With the anticipated release of two of his activists from a Thai jail, opposition party leader Sam Rainsy is pushing the UN to arrange passage for the men to a third country rather than face possible criminal prosecution upon returning to Cambodia.
Sok Yoeun, an opposition activist from Battambang, and Sar Sophoan, who heads the party’s Bangkok office, are both nearing the end of six-month jail sentences for immigration violations.
“If they are not accepted by a third country at the time of their release, their situation will indeed become very difficult….Will they be tragically sent back to Cambodia?” Sam Rainsy wrote in a May 11 letter to Francois Fouinat, director of the UN High Commissioner for Refugees’ Asia Pacific office in Geneva.
While Sam Rainsy indicated in the letter he had received favorable responses from a number of Western embassies on the matter, party treasurer Yim Sovann said Monday there has been no response yet from the UN and that no decision on resettlement has been reached.

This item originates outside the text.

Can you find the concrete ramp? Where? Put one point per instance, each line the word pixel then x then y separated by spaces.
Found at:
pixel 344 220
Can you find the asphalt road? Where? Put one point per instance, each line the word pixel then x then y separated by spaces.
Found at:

Sar Sophoan was arrested for harboring Sok Yoeun, who fled to Thailand late last year after being accused of orchestrating the September 1998 rocket attack in Siem Reap that the government claims was an attempt on Prime Minister Hun Sen’s life.
Sok Yoeun’s presence in Thailand sparked the Cambodian government’s first extradition attempt, but the Thai government’s refusal to return him outright cast doubt on Cambodia’s claims that he was responsible for the attack, which killed one bystander.

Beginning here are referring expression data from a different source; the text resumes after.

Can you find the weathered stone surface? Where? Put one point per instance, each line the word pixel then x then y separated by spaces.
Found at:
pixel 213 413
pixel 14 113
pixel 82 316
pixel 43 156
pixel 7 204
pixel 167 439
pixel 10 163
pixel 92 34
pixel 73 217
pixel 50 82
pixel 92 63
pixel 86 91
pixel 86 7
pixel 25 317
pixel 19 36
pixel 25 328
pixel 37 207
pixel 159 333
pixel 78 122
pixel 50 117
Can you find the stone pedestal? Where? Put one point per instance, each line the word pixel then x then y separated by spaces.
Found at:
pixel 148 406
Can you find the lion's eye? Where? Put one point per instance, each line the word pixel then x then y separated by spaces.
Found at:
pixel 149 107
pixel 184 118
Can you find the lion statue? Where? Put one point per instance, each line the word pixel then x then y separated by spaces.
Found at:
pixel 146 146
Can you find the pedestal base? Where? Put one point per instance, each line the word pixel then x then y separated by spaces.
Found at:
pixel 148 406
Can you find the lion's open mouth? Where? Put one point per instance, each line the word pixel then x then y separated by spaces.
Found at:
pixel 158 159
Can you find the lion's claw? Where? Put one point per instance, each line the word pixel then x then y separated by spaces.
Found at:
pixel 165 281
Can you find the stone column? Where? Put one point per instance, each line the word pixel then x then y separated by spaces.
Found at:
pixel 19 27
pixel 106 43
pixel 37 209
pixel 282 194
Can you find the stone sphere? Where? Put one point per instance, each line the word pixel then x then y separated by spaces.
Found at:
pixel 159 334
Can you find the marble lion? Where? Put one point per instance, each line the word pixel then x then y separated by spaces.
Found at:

After escaping to Thailand following a roundup of rocket attack suspects—mostly Sam Rainsy Party members from Battambang—Sok Yoeun was granted “person of concern” status by the UNHCR while the Thai government waited for evidence to arrive from Cambodia justifying his extradition.

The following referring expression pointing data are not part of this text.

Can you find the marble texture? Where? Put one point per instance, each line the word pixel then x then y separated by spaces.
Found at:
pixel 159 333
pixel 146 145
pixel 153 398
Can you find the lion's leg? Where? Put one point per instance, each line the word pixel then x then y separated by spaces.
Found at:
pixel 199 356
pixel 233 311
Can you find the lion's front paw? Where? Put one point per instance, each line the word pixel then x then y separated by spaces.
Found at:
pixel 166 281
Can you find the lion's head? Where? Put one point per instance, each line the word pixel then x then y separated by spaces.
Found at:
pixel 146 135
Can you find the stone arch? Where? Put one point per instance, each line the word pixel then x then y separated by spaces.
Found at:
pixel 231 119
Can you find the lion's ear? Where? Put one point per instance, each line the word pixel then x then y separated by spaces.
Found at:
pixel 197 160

Though a formal extradition request was filed with the Thais, it is unclear what evidence was given to support that request.
Sam Rainsy leaders continue to claim the rocket attack was used by Hun Sen supporters as a way to justify further harassment of opposition party members.
The two other party activists arrested in connection with the attack, Kong Bun Heang and Mung Davuth, were released from Phnom Penh’s military prison after six months when no formal charges were filed against them.